I'm trying to show that the determinant $g \equiv \det(g_{ij})$ of the metric tensor is a tensor density. Therefore, in order to do that, I need to show that the determinant of the metric tensor in the new basis, $g'$, would be given by

$g'=\operatorname{sgn}\bigg(\big(\det(C)\big)\bigg)\big(\det(C)\big)^wg \quad \quad \quad (1)$

With $C=(C^a_b)_{n \times n}$ the change-of-basis matrix.

I know that the metric tensor transforms under a change of basis in this way

$\tilde{g}_{i j}=C_{i}^{\alpha} C_{j}^{\beta} g_{\alpha \beta} \quad \quad \quad (2)$

I see that if I could identify in this last equation (2) a matrix multiplication, then I could use the properties of the determinants to get something similar to equation (1). But I'm stuck here, since these terms don't have the form of "classical" matrix multiplications, $P^i_j=M^i_k N^k_j$.
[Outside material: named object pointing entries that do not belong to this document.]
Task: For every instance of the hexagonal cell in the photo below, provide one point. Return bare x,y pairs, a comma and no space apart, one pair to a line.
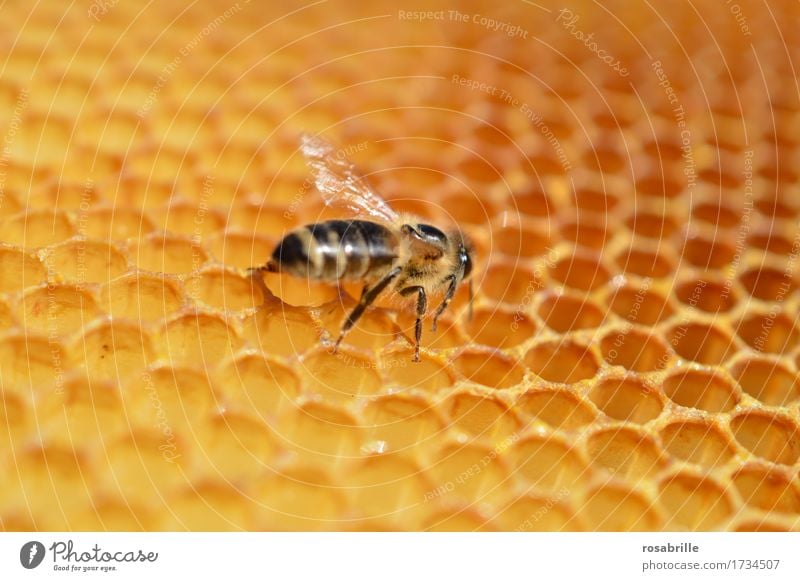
768,284
705,344
481,416
20,270
558,407
772,437
635,350
507,283
704,390
708,253
625,452
584,272
58,310
769,381
342,376
772,331
562,361
500,328
142,297
489,368
83,261
694,502
627,399
639,305
707,295
697,441
645,263
613,507
548,464
564,313
396,422
768,489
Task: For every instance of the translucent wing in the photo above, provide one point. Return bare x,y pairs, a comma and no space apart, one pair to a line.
339,183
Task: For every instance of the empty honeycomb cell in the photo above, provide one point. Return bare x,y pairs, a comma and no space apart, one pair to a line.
625,452
32,362
20,270
87,261
583,272
559,408
635,350
771,331
168,254
768,380
769,490
142,297
233,446
562,361
37,228
548,464
500,328
697,441
523,241
489,367
704,344
772,437
397,421
342,376
472,473
539,513
652,225
613,507
295,501
509,284
694,502
281,330
700,389
223,289
708,253
486,417
627,399
198,339
57,310
645,263
112,350
565,312
768,284
117,223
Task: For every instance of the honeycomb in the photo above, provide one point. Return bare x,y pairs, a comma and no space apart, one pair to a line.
629,177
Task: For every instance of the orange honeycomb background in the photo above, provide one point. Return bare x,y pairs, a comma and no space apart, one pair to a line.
629,174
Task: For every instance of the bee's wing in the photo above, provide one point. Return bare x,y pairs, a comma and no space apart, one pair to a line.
339,182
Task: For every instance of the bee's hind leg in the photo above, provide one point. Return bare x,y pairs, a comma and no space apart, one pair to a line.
368,297
422,306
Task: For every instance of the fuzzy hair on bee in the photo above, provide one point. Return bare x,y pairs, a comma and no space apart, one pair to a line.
392,254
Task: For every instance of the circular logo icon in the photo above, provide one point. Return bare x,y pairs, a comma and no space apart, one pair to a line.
31,554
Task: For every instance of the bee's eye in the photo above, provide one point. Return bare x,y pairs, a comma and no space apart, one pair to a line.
432,233
467,261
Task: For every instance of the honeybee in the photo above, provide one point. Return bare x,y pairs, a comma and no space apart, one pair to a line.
388,252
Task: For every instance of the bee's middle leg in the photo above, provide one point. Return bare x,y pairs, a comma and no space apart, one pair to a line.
422,306
368,296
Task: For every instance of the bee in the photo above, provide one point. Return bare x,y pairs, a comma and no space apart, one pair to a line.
388,252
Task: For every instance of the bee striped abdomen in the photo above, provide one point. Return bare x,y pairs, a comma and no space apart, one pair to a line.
337,250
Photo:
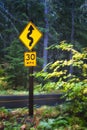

Could somebody give me a hint on how to accomplish this demonstration?

 

[vanhees71]

In matrix notation you can write $\mathrm{det} \tilde{g}=\mathrm{det}(C^{\text{T}} g C)=(\mathrm{det} C)^2 \mathrm{det} g$. So $g_{\mu \nu}$ is a tensor density of weight 2.

 

[haushofer]

To add: in linear algebra one has the cyclic identity det(ABC)=det(BCA)=det(CAB), and det(A^T)=det(A) ;)

Edit: typo corrected, thnx robphy!

 

[robphy]

To add: in linear algebra one has the cyclic identity det(ABC)=det(BCA)=det(CBA), and det(A^T)=det(A) ;)

Typo: The third expression in this cyclic identity should be det(CAB).

 

[AndersF]

In matrix notation you can write $\mathrm{det} \tilde{g}=\mathrm{det}(C^{\text{T}} g C)=(\mathrm{det} C)^2 \mathrm{det} g$. So $g_{\mu \nu}$ is a tensor density of weight 2.

To add: in linear algebra one has the cyclic identity det(ABC)=det(BCA)=det(CAB), and det(A^T)=det(A) ;)

Edit: typo corrected, thnx robphy!

Ok, these were just the "tricks" I was looking for, thank you very much!